Inevitably, when she and Philip arrive in Halifax on June 28 for this, her 22nd official Canadian tour as Queen, someone will inquire about her journey. And over the nine days of the visit—which also include stops in Ottawa, Winnipeg, Toronto and Waterloo, Ont.—many more will comment on the weather or her hat, and inquire about her grandchildren or the corgis. To all these she’ll offer replies so sweet and innocuous that hovering reporters will shut their notebooks in despair.
It is the 89-year-old duke you want to follow with pen at the ready. He has “ably resisted the influence of political correctness and retained a fondness for a good joke,” noted the Telegraph with affection, “subsequently having to apologize to Indians, the deaf, Scots, tourists, Canadians, the unemployed, Tom Jones, British women and Cantonese cooks, to name but a few.” These supposed gaffes are just the prince speaking his mind, or kicking the stuffiness out of an occasion with an occasionally off-target quip, or, God forbid, offering an honest opinion. (“We don’t come here for our health. We can think of other ways of enjoying ourselves,” he once said of Canada. “Bloody awful,” he said of Jones, the Welsh warbler. Hey, fair comment.)
The duke never speaks for the Queen but perhaps he acts as a relief valve, when the relentless volume of ribbon cuttings, plaque unveilings and cucumber sandwiches threatens to red-line the royal constitution. At one event, Philip sidled up to a blind woman with a seeing-eye dog and said: “Do you know they’re now producing eating dogs for anorexics?” Had the Queen said that, Buckingham Palace would still be sweeping up the mess. As it was, well, Philip was being Philip. And, really, it’s not a bad joke.
The Queen has said of her outspoken hubby, “I gave up trying to stop him years ago.” But, really, how hard does she try? By all accounts she’s not without a sense of humour. During a visit when Lech Walesa was Polish president she confided to an aide, “He only knows two English words.” Then, after a pause: “They are quite interesting words.”
Most Canadians have known no other monarch, or consort.

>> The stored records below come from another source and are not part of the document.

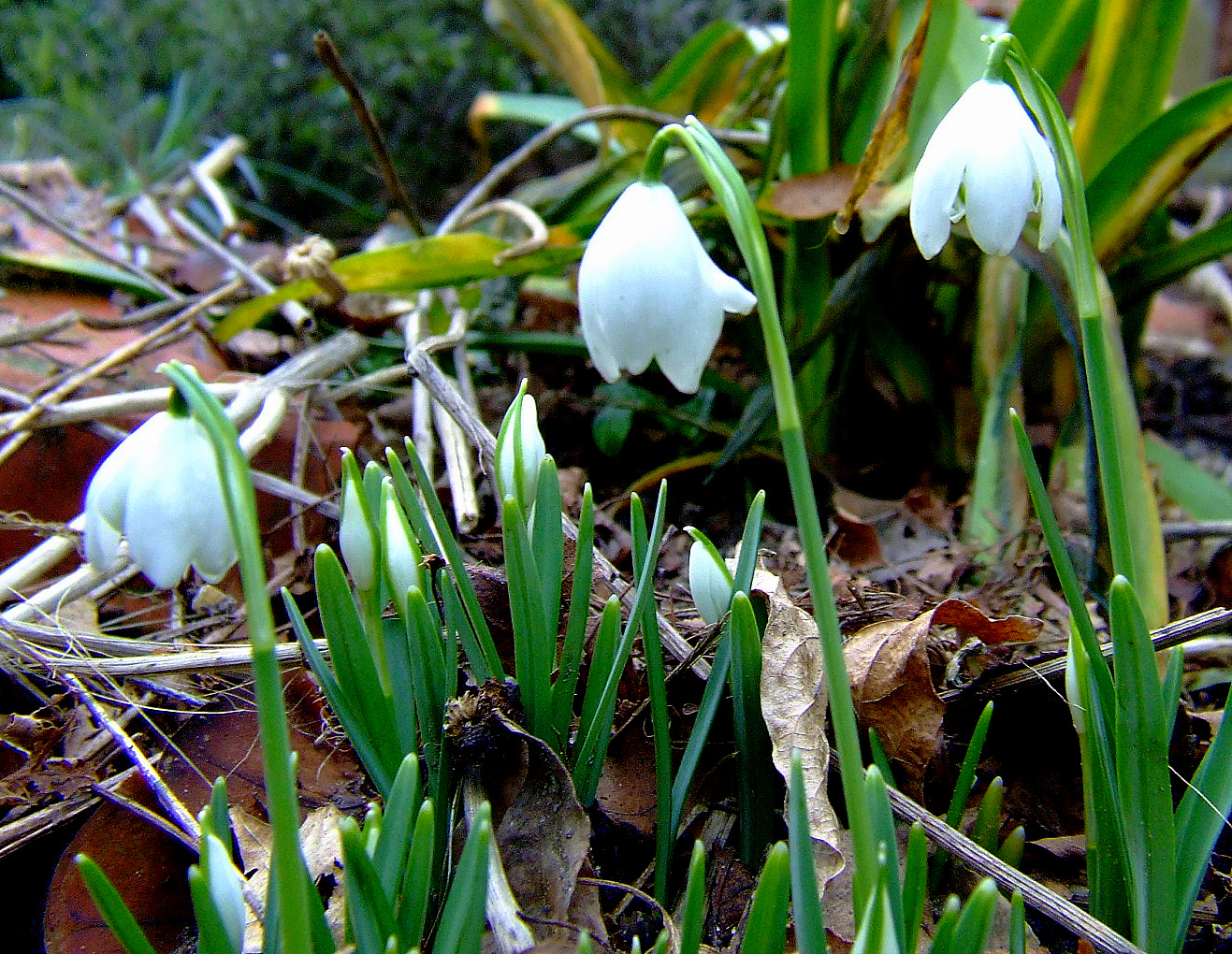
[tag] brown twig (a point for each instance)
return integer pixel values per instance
(1036, 895)
(1162, 639)
(333, 61)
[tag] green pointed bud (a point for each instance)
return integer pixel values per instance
(710, 581)
(520, 451)
(225, 889)
(403, 558)
(356, 534)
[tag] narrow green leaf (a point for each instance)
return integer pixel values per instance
(462, 918)
(1203, 496)
(449, 547)
(702, 80)
(805, 903)
(212, 935)
(1123, 86)
(368, 907)
(987, 831)
(352, 658)
(943, 934)
(1080, 617)
(766, 928)
(1141, 177)
(595, 733)
(1142, 768)
(418, 877)
(375, 753)
(547, 542)
(694, 918)
(657, 689)
(529, 620)
(402, 805)
(1017, 923)
(890, 890)
(1053, 34)
(112, 907)
(976, 921)
(564, 689)
(1200, 820)
(914, 885)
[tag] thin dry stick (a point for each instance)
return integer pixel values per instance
(116, 357)
(333, 61)
(1163, 639)
(171, 805)
(486, 186)
(65, 231)
(1036, 895)
(424, 369)
(73, 383)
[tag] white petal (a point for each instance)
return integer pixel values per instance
(159, 536)
(101, 542)
(1001, 190)
(935, 190)
(109, 487)
(708, 585)
(1050, 208)
(355, 538)
(225, 890)
(647, 290)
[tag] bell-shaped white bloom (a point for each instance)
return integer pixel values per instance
(648, 290)
(520, 453)
(987, 163)
(225, 889)
(710, 582)
(160, 489)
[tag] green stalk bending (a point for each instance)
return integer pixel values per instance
(290, 874)
(1136, 543)
(733, 197)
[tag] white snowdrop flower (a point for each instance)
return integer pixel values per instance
(225, 889)
(520, 453)
(160, 491)
(710, 583)
(986, 163)
(648, 290)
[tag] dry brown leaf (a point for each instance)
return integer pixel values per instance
(892, 685)
(971, 621)
(890, 135)
(544, 834)
(793, 704)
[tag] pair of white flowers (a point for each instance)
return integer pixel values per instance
(647, 289)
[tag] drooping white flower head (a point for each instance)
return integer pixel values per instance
(710, 582)
(648, 290)
(160, 491)
(986, 163)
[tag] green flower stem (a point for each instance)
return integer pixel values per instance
(733, 197)
(295, 922)
(1136, 545)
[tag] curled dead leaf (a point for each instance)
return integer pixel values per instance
(892, 686)
(793, 704)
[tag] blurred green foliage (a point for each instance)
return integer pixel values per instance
(128, 90)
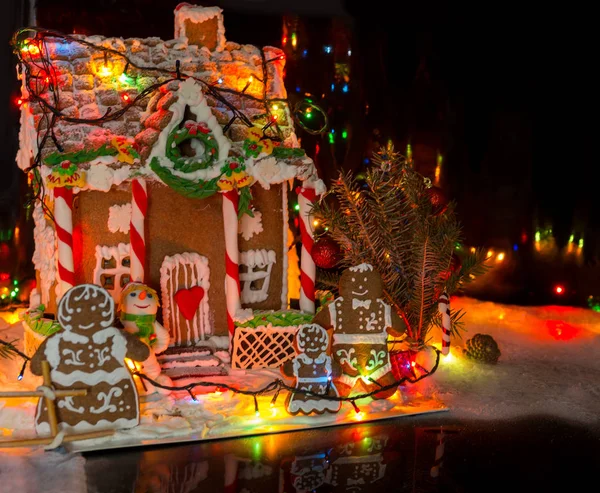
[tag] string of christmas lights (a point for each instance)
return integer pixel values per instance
(278, 385)
(32, 53)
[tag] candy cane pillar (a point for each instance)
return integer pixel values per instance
(439, 455)
(308, 269)
(63, 220)
(444, 309)
(232, 255)
(139, 207)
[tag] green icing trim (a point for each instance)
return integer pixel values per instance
(191, 131)
(282, 318)
(80, 156)
(43, 326)
(287, 152)
(193, 189)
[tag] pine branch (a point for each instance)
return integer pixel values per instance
(393, 225)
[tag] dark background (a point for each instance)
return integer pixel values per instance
(498, 90)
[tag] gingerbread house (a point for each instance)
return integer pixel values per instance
(166, 162)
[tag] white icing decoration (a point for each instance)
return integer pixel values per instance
(119, 218)
(351, 339)
(190, 95)
(360, 303)
(101, 177)
(364, 267)
(372, 322)
(346, 356)
(243, 315)
(118, 253)
(250, 226)
(196, 273)
(320, 362)
(253, 259)
(74, 357)
(284, 252)
(198, 14)
(377, 358)
(106, 399)
(67, 403)
(121, 423)
(44, 256)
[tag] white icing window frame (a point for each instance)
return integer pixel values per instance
(118, 252)
(253, 259)
(201, 326)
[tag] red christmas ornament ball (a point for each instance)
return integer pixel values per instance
(455, 266)
(326, 252)
(438, 200)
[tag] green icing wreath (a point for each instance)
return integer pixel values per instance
(192, 131)
(199, 189)
(281, 318)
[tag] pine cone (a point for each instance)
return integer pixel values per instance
(483, 348)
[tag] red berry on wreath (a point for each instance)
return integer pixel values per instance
(438, 200)
(326, 252)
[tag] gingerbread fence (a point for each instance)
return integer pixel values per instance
(262, 347)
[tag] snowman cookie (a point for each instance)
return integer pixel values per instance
(311, 369)
(361, 321)
(138, 307)
(88, 353)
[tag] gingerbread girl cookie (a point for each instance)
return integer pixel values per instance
(312, 369)
(88, 353)
(361, 321)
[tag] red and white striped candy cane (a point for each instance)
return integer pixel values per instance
(308, 269)
(444, 309)
(439, 455)
(232, 257)
(139, 207)
(63, 221)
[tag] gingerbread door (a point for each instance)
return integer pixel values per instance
(184, 283)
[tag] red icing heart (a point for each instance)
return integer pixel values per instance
(188, 300)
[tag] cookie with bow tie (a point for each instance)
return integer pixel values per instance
(360, 321)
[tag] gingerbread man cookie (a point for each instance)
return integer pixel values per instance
(88, 353)
(361, 321)
(312, 369)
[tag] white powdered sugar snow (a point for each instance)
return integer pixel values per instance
(539, 373)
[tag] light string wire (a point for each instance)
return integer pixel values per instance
(51, 112)
(278, 385)
(275, 386)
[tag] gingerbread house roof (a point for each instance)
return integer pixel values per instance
(246, 79)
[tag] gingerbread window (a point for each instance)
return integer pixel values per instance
(112, 270)
(255, 274)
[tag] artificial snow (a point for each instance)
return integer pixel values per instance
(549, 365)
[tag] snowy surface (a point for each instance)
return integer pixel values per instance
(540, 372)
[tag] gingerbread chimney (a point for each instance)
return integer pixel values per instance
(202, 26)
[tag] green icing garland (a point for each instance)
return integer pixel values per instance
(43, 326)
(191, 131)
(282, 318)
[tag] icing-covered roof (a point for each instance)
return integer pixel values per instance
(86, 94)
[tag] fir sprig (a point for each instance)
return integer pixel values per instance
(391, 223)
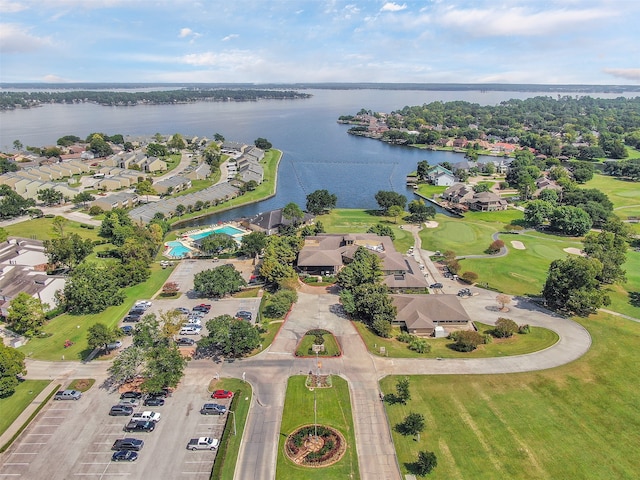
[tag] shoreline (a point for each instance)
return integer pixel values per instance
(179, 223)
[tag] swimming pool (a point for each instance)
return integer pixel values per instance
(177, 250)
(227, 229)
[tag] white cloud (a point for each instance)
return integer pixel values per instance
(626, 73)
(7, 6)
(393, 7)
(16, 39)
(519, 21)
(185, 32)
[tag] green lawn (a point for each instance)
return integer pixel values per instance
(334, 410)
(624, 195)
(578, 421)
(538, 339)
(41, 229)
(331, 348)
(241, 408)
(358, 221)
(74, 327)
(521, 272)
(11, 407)
(470, 235)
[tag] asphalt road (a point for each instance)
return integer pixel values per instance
(83, 427)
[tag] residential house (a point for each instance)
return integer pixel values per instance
(326, 254)
(421, 314)
(487, 202)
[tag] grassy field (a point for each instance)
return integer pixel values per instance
(11, 407)
(241, 412)
(521, 272)
(358, 221)
(334, 410)
(468, 236)
(331, 348)
(578, 421)
(74, 327)
(41, 229)
(538, 339)
(624, 195)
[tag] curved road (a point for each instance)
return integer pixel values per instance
(268, 373)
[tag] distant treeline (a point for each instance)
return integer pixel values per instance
(12, 100)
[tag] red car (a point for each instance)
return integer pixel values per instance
(222, 394)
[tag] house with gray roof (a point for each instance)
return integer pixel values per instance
(421, 314)
(326, 254)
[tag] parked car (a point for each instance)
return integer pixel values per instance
(114, 345)
(131, 394)
(67, 395)
(147, 415)
(153, 402)
(192, 330)
(132, 402)
(128, 444)
(213, 409)
(222, 394)
(203, 443)
(124, 456)
(127, 330)
(121, 410)
(140, 426)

Elizabeth and Philip have gone from the dashing young princess and duke who square danced at Rideau Hall in 1951, to a pair of royal grandparents who pop in for occasional feast days, giving us a chance to practise our manners, break out the good china, and puff out our chests. (Look, Your Majesty, she’ll hear in Waterloo, we invented the BlackBerry!)
Garry Toffoli, co-author of Queen and Consort and the Toronto-based executive director of the Canadian Royal Heritage Trust, affectionately calls the Queen “this matronly figure of stability, tradition and continuity.” Yet stability does not mean stasis. In her time, Britain and Canada have changed almost beyond recognition. Her marriage in 1947 came just two years after the war’s end. Life was hard enough that the festivities had to be scaled back somewhat. Hundreds of ordinary women offered the princess their precious nylon stockings as wedding gifts.
The multicultural Canada of today didn’t exist during her early years on the throne. In 1959, when the Queen and her consort embarked on their most ambitious cross-Canada tour, they were greeted by a monochromatic sea of faces. Canadian immigration policy still virtually excluded non-whites. It’s a vastly different country they visit now, one marking its 143rd birthday as they celebrate Canada Day in Ottawa July 1. Hard to believe it was just 84 years old when she became its Queen, or that 28 years have passed since she proclaimed its Constitution. Canada matured. She and the duke grew old.